Книга: 1793. История одного убийства
Назад: 11
Дальше: 13

12

Лето идет к концу, а месячных нет. Уже третий месяц. Вначале она не обратила внимания. У многих девушек в Прядильном доме прекращались месячные. Должно быть, потому, что организм в таком аду старается сэкономить каждую унцию жизненной силы. Во второй раз насторожилась, но уговорила себя, что организму нужно время, чтобы восстановиться. Благодаря заботам Карла Тулипана она постепенно приходила в себя: прибавила в весе, щеки порозовели, она стала все более и более походить на прежнюю Анну Стину.
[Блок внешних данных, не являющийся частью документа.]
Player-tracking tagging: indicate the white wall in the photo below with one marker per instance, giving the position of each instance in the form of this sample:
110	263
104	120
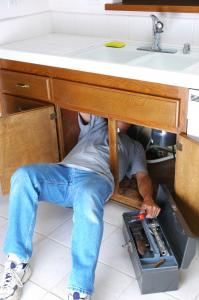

Ее новое имя – Ловиса Ульрика. Карл Тулипан… Если он и догадывается, что она не его дочь, то никак не показывает, разве что не душит ее постоянно в объятиях от счастья вновь обретенного отцовства и чудом вернувшейся любви. У него словно началась новая жизнь. Куда делся седой, опустившийся старик, который окинул ее пустым взглядом, когда она открыла дверь в «Мартышку»?.. Тулипан стоял за стойкой сгорбившись, словно на плечи его давили все горести мира. Его опять стали ласково называть Тюльпаном. Шутит с посетителями, хохот его отдается веселым эхом по всему трактиру. Хорошее настроение заразительно: «Мартышка» преобразилась. Прокопченные стены выкрасили в белый цвет, отмыли и отдраили полы, горшки и кувшины засверкали шоколадной глазурью. Круг посетителей растет с каждым днем; начали заглядывать даже знатные господа с Рыцарской площади, особенно в поздние часы, когда жажда превозмогает аристократическую привередливость.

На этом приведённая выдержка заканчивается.